その20 左町さんは痛いのが嫌い

「お、おーい。ドクトゥス君ー。終わったよー!」

 

 誰もこっちに来ないのでドクトゥス君を呼ぶと何人かを引き連れ、こちらに駆け寄ってきた。


「ど、どうなったのですか? 見ていても私には分かりませんでしたが……」


 ドクトゥス君と一緒に来たモウスが聞いてくる。


「シルバは……シルバは大丈夫なのですか?」


 ドクトゥス君はシルバが無事どうかが気になるようだ。

 まあ、なにがあったかも分からずピクリともしなくなったら心配だよな。しかし……ドクトゥス君には悪いが今はそれどころじゃあないんだよ。
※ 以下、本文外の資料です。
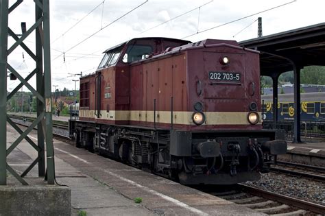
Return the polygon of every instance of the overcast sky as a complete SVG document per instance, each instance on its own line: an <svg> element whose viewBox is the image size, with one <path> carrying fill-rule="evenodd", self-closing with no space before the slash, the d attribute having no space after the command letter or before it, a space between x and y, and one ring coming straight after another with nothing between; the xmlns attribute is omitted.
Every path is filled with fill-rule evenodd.
<svg viewBox="0 0 325 216"><path fill-rule="evenodd" d="M10 5L15 1L10 1ZM284 5L267 10L281 5ZM21 22L26 22L27 29L35 23L34 8L32 1L26 0L10 13L9 27L16 34L21 32ZM71 74L95 72L104 50L133 38L163 36L193 42L208 38L241 41L257 36L256 20L259 16L263 19L263 35L267 36L324 23L324 0L52 0L51 84L58 85L56 88L61 90L64 87L74 89L75 82L72 80L79 80L79 75ZM265 10L267 11L261 12ZM246 16L249 17L242 19ZM170 19L172 21L168 21ZM222 25L237 19L241 20ZM221 26L205 31L219 25ZM25 40L33 51L34 34ZM8 37L8 47L13 43ZM35 67L34 62L21 47L10 55L8 62L23 77ZM33 86L34 80L31 81ZM17 81L8 79L8 91L17 84Z"/></svg>

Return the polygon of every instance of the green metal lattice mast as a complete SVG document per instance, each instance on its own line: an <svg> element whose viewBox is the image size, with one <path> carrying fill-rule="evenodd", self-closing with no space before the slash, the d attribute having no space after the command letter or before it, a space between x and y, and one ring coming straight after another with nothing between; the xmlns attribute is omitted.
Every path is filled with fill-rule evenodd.
<svg viewBox="0 0 325 216"><path fill-rule="evenodd" d="M5 185L6 170L8 170L23 184L28 184L23 177L38 164L38 175L45 174L45 143L47 149L47 182L54 184L54 152L53 148L52 115L51 97L51 55L49 31L49 0L35 0L36 21L34 25L18 37L8 26L8 16L15 8L23 2L17 0L10 8L8 1L0 1L1 29L0 35L0 185ZM24 40L34 31L36 32L36 53L34 53L23 43ZM8 35L16 42L8 49ZM23 77L8 62L9 56L18 46L21 46L36 62L35 69L25 77ZM44 62L44 63L43 63ZM9 70L21 83L7 95L7 69ZM36 76L36 90L28 81ZM37 118L32 125L23 132L8 117L6 112L7 101L10 99L23 86L25 86L37 97ZM7 149L6 147L6 121L8 121L21 134L20 136ZM34 143L27 134L34 126L38 125L38 143ZM38 152L38 157L21 174L14 170L6 162L7 156L18 146L23 139L25 139Z"/></svg>

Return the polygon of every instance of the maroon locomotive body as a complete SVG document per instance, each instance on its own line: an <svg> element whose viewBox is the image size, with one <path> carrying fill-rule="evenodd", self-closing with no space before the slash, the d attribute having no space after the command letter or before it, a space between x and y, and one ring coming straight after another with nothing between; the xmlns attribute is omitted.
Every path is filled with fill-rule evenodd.
<svg viewBox="0 0 325 216"><path fill-rule="evenodd" d="M287 143L261 121L258 53L233 40L132 39L80 78L77 146L179 180L257 180Z"/></svg>

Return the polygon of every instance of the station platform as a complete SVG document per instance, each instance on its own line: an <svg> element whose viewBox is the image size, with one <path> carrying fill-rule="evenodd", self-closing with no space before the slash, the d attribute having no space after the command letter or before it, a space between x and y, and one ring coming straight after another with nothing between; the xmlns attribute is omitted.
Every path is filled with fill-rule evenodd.
<svg viewBox="0 0 325 216"><path fill-rule="evenodd" d="M10 137L9 146L19 134L8 125L7 136ZM36 142L36 132L29 137ZM263 215L62 141L54 139L53 145L56 182L71 190L72 215L80 211L87 215ZM8 163L21 171L36 156L29 144L23 141L8 156ZM37 173L36 166L25 180L32 184ZM20 183L8 182L12 184ZM136 203L136 197L142 202Z"/></svg>

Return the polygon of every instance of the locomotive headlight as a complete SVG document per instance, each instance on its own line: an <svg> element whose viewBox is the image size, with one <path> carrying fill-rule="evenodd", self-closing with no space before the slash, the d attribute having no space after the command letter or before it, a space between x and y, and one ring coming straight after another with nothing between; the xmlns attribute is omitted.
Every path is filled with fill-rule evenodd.
<svg viewBox="0 0 325 216"><path fill-rule="evenodd" d="M221 63L224 65L229 64L230 59L228 56L224 56L220 58L220 63Z"/></svg>
<svg viewBox="0 0 325 216"><path fill-rule="evenodd" d="M192 115L193 122L197 125L202 125L206 120L204 114L202 112L195 112Z"/></svg>
<svg viewBox="0 0 325 216"><path fill-rule="evenodd" d="M257 112L250 112L248 113L248 119L251 124L255 125L260 121L260 117Z"/></svg>

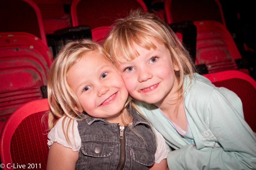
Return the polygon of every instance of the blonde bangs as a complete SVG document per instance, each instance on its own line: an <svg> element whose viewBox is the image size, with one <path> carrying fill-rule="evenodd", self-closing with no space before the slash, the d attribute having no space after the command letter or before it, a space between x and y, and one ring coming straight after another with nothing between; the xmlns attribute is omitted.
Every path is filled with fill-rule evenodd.
<svg viewBox="0 0 256 170"><path fill-rule="evenodd" d="M123 61L122 59L125 58L128 61L131 61L138 57L139 54L136 50L136 46L148 50L151 48L156 49L156 46L149 40L149 37L141 32L129 28L122 28L124 31L120 30L119 32L113 35L119 37L116 38L117 41L113 44L111 53L114 56L113 57L114 63L120 64Z"/></svg>

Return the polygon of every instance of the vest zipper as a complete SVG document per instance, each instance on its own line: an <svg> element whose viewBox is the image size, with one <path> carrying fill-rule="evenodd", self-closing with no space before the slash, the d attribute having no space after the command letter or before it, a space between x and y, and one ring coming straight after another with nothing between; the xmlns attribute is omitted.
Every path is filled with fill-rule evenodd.
<svg viewBox="0 0 256 170"><path fill-rule="evenodd" d="M124 130L125 127L123 126L120 126L120 124L117 124L119 126L120 129L120 134L119 135L119 138L120 139L120 157L119 158L119 162L118 167L117 169L118 170L121 170L123 168L124 163L125 160L125 136L124 135Z"/></svg>

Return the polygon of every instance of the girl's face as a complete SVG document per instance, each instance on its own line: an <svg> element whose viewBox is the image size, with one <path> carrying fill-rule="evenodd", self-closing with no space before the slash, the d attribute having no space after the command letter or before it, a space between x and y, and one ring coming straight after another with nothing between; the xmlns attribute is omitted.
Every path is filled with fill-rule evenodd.
<svg viewBox="0 0 256 170"><path fill-rule="evenodd" d="M174 67L170 52L163 45L152 38L150 40L157 49L148 50L136 46L138 57L131 61L123 57L123 64L118 67L131 96L156 104L171 97L178 85L174 70L179 70L179 68Z"/></svg>
<svg viewBox="0 0 256 170"><path fill-rule="evenodd" d="M111 123L118 119L128 93L118 70L103 54L84 55L67 76L84 111Z"/></svg>

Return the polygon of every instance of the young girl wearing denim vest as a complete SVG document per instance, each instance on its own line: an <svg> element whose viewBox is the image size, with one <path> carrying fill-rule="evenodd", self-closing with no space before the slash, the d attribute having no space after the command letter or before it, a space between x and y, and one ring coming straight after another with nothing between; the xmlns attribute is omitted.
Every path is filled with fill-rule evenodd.
<svg viewBox="0 0 256 170"><path fill-rule="evenodd" d="M176 149L170 169L255 169L256 136L240 99L193 73L187 51L153 14L117 20L105 41L130 94Z"/></svg>
<svg viewBox="0 0 256 170"><path fill-rule="evenodd" d="M166 169L164 139L134 108L99 45L65 45L51 67L48 88L47 169Z"/></svg>

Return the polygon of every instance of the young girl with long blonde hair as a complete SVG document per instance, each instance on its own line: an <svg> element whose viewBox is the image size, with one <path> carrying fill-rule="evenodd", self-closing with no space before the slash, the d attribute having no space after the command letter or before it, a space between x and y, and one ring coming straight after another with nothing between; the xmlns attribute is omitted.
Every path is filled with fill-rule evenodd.
<svg viewBox="0 0 256 170"><path fill-rule="evenodd" d="M134 108L99 44L66 45L51 66L48 88L47 170L166 169L164 139Z"/></svg>
<svg viewBox="0 0 256 170"><path fill-rule="evenodd" d="M168 154L170 169L256 169L256 136L240 99L193 73L167 24L133 12L116 21L104 47L142 114L176 149Z"/></svg>

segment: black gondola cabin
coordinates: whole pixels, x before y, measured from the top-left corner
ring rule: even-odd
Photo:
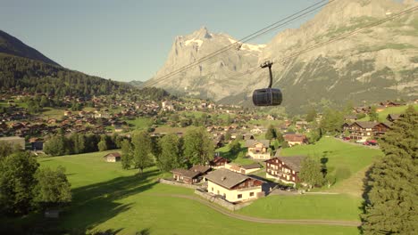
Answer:
[[[282,101],[281,92],[274,88],[263,88],[253,93],[253,103],[255,106],[280,105]]]

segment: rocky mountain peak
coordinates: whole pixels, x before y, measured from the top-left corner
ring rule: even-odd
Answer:
[[[211,34],[205,26],[200,28],[200,29],[193,32],[192,36],[197,39],[212,38]]]

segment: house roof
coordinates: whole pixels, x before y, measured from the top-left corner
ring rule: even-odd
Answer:
[[[104,155],[104,157],[103,158],[107,158],[107,157],[121,158],[121,154],[119,152],[111,152],[111,153]]]
[[[397,119],[400,118],[400,116],[401,116],[400,114],[391,114],[390,113],[390,114],[388,115],[388,118],[390,118],[392,120],[397,120]]]
[[[355,122],[354,124],[357,124],[362,128],[373,128],[379,123],[377,122]]]
[[[213,158],[213,160],[211,161],[211,164],[215,164],[215,163],[218,163],[218,162],[221,162],[221,161],[230,162],[229,159],[219,156],[219,157],[215,157]]]
[[[254,147],[257,143],[262,143],[263,147],[266,147],[266,148],[268,148],[270,146],[270,141],[269,140],[261,140],[261,141],[259,141],[259,140],[247,140],[246,141],[246,147],[247,148]]]
[[[306,156],[293,156],[293,157],[277,157],[279,160],[286,164],[288,168],[299,172],[302,166],[302,161],[306,158]]]
[[[284,139],[288,142],[304,142],[306,140],[306,136],[305,134],[285,134]]]
[[[170,172],[172,174],[181,174],[183,176],[189,177],[192,179],[200,174],[200,172],[189,171],[182,168],[172,169]]]
[[[198,172],[198,173],[206,173],[211,169],[211,166],[202,166],[202,165],[196,165],[190,169],[189,171],[194,171],[194,172]]]
[[[227,189],[231,189],[235,185],[247,180],[254,179],[247,175],[235,173],[227,169],[218,169],[213,171],[205,176],[208,181],[213,182]]]
[[[254,164],[250,164],[250,165],[243,165],[243,166],[241,166],[241,168],[244,168],[246,170],[260,168],[260,164],[254,163]]]

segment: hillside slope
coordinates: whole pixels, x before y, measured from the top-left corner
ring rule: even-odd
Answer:
[[[0,30],[0,53],[40,61],[45,63],[60,66],[36,49],[25,45],[18,38]]]
[[[260,69],[239,76],[241,73],[266,60],[281,61],[417,5],[414,1],[335,1],[300,28],[287,29],[266,45],[253,47],[257,50],[230,49],[210,61],[153,83],[234,42],[230,36],[204,28],[177,37],[166,63],[148,84],[224,103],[250,103],[252,91],[268,84],[268,72]],[[273,86],[282,89],[283,105],[291,112],[320,103],[416,99],[418,11],[293,56],[274,64],[272,69]]]

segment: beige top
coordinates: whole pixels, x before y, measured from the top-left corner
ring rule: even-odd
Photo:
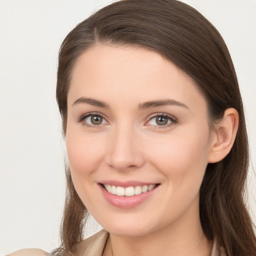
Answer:
[[[78,244],[75,255],[77,256],[101,256],[105,248],[109,234],[102,230]],[[214,241],[210,256],[224,256],[216,240]],[[46,256],[47,254],[39,249],[23,249],[6,256]]]

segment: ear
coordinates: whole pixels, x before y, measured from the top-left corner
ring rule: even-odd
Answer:
[[[239,115],[232,108],[226,109],[223,118],[215,125],[212,143],[208,156],[208,162],[222,160],[230,152],[238,132]]]

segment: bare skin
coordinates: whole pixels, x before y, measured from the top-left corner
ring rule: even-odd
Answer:
[[[76,190],[110,234],[104,256],[210,255],[199,190],[208,163],[230,150],[238,115],[227,110],[214,130],[208,120],[194,82],[156,52],[99,45],[80,56],[66,145]],[[104,188],[112,182],[154,188],[128,204]]]

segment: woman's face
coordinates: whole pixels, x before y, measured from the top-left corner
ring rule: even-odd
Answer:
[[[198,220],[212,137],[191,79],[153,52],[98,46],[74,66],[68,106],[74,184],[103,228],[135,236]]]

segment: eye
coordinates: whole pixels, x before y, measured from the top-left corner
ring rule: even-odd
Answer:
[[[78,122],[84,122],[85,126],[98,126],[100,124],[106,124],[106,120],[100,114],[88,114],[82,116]]]
[[[168,125],[176,122],[174,118],[166,114],[158,114],[153,116],[147,122],[146,125],[154,126],[169,126]]]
「気絶してるだけだよ。どうやったかは……まあ、コイツが起きたら説明するよ。悪いけど、昨日から戦いっぱなしで疲れててね。なにせホラ……10万歳だから……ちょっと休ませてもらうよ」


「あ……はい! すいません! 配慮が足りませんで。ごゆっくりどうぞ」


「悪いねドクトゥス君……拓光! 仲村さん!」


 いまだ遠巻きにこっちを見ていた二人を呼ぶ。


「行くぞ」


「え、あ……はい。え? どこにっすか? 左町さん!」




 ────────




「左町さん! メチャクチャかっこ良かったよ! 私、格闘技とか興味無かったけど今日のアレほど見応えあるモノなんて、もう見れないじゃないかな!」


「っすよね? 凄ぇでしょ左町さん! 前の世界とかでもちょっとしたヤツは見てたっすけど身体能力が倍になるとヤバかったっすよ!」 

 

 左町は賞賛を送る二人に目もくれず、ただひたすらに黙々と歩いていく。

 後ろから付いきている二人……拓光と仲村は先程の闘いがよほど凄かったのか興奮さめやらず、やいのやいの騒いでいて、左町が一言も喋らずに歩いているだけということ気付いていない。部屋に着くと、左町はやはり無言のまま部屋に入り部屋の中央で下を見たまま動かなくなった。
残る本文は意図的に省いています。